Emefiele noted, “We want to unlock the potential of the power sector and so this facility is meant to catalyse the power sector.
“The fund will be used to procure meters and certain spares that they need to improve their business and power losses in the grid.”
The Chairman, Nigerian Electricity Regulatory Commission, Dr. Sam Amadi, said the disbursement of the fund would lead to efficiency in power generation and distribution.
He said it would also enable the power firms to speedily deliver on their commitments, noting that with the provision of the loans, Nigerians would begin to see improvement in power supply.
Meanwhile, the Bureau of Public Enterprises has explained that the fund being advanced by the Federal Government to electricity distribution and generation companies is a loan rather than a grant.
The Director-General, BPE, Mr.
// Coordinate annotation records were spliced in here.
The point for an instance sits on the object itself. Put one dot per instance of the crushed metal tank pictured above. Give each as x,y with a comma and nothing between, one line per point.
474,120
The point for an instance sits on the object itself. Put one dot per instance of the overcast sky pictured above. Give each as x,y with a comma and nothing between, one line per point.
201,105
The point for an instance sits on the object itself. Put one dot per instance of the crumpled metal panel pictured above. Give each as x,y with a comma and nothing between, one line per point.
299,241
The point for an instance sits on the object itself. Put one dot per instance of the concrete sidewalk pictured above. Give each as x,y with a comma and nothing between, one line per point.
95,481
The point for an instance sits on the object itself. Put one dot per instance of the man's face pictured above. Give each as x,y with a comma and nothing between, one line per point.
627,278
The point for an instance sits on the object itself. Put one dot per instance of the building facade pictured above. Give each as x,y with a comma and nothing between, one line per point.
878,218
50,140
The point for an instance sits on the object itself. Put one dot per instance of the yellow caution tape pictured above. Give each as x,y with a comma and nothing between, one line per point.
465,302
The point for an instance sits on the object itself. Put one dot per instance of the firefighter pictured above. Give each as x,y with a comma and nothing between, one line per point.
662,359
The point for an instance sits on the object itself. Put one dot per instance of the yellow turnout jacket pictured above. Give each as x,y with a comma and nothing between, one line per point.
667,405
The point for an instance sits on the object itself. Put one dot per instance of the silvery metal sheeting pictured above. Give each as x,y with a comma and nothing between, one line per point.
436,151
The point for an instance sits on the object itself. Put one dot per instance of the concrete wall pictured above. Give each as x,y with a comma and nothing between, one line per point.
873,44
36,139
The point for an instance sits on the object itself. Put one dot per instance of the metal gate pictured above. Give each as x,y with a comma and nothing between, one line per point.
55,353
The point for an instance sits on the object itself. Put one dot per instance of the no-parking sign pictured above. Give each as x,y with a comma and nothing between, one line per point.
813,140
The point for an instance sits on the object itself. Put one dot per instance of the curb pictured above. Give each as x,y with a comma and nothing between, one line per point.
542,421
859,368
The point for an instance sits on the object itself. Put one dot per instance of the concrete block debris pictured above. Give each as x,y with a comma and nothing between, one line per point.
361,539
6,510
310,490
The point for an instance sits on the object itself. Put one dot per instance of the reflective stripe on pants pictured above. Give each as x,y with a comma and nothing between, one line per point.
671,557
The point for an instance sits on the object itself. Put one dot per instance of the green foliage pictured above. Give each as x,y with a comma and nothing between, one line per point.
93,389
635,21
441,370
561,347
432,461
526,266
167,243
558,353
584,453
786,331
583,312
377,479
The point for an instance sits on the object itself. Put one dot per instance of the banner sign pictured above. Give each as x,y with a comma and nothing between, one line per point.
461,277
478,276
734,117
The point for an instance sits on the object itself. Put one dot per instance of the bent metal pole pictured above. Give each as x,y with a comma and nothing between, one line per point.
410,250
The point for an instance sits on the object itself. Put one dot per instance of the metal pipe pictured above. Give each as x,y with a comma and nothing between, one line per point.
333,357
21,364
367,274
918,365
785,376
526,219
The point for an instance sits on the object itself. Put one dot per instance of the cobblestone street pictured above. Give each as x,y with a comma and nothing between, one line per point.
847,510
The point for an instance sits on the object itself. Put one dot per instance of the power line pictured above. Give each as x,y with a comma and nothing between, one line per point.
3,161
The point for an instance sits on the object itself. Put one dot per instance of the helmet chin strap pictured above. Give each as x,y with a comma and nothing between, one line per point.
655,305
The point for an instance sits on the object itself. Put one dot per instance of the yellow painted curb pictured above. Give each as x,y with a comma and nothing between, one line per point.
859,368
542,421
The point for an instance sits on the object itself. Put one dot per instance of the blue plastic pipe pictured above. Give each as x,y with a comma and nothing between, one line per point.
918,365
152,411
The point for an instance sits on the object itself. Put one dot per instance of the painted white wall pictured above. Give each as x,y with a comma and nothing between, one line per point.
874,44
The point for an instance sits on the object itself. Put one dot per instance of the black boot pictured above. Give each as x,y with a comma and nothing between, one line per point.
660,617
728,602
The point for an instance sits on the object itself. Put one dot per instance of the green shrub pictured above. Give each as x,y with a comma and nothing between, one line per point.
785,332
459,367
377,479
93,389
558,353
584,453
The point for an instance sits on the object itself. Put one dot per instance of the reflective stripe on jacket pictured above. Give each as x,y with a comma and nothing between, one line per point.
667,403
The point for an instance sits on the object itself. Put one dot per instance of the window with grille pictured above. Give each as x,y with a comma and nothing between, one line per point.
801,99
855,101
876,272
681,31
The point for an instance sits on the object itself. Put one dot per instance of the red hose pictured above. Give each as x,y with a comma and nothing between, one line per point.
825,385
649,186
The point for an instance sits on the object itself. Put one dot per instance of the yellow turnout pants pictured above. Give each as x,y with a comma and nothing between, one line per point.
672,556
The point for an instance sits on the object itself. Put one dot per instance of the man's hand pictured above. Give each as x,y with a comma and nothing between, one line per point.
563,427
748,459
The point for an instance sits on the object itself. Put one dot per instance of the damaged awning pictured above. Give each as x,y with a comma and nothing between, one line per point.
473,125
Benjamin Dikki, said this in a statement made available in Abuja on Wednesday.
Dikki explained that from conception of the power sector reforms, it was calculated that 40 to 60 per cent of the power being generated was lost to technical faults and inefficiencies in transmission and distribution occasioned by inadequate investment and poor maintenance culture.
According to him, the losses that no private sector investor will bear are to be made good by the government via subsidies over an initial three-year period in order to give the private sector investors time to make the necessary investments to improve the distribution network.
He added that due to revenue challenges, the government could not meet the obligation; hence the decision that the Central Bank of Nigeria should intervene and grant a loan to the power sector.
Dikki emphasised that the fund was a loan to the power market to enable investors to improve infrastructure.
The BPE boss said the CBN, BPE and the NERC would monitor the utilisation of the fund to ensure that improvement in the power infrastructure was achieved within the next five years, adding that the loan was repayable by the market over a period of 10 years.
He noted that the greatest challenge facing power generation in the country was non-availability of gas, adding that previous administrations did not make investment in gas infrastructure.
Dikki said, “In the years gone by, no appropriate attention was given to the issue of gas supply to the power generation companies. No previous government prioritised the piping of gas to the generation companies, hence the situation we find ourselves now.
“It is, however, gladdening to note that the present administration is doing everything possible to overcome the challenge. The Ministry of Petroleum Resources, the Nigerian National Petroleum Corporation, the gas companies and other stakeholders are working hard to ensure that gas supply to the power generation companies is achieved.”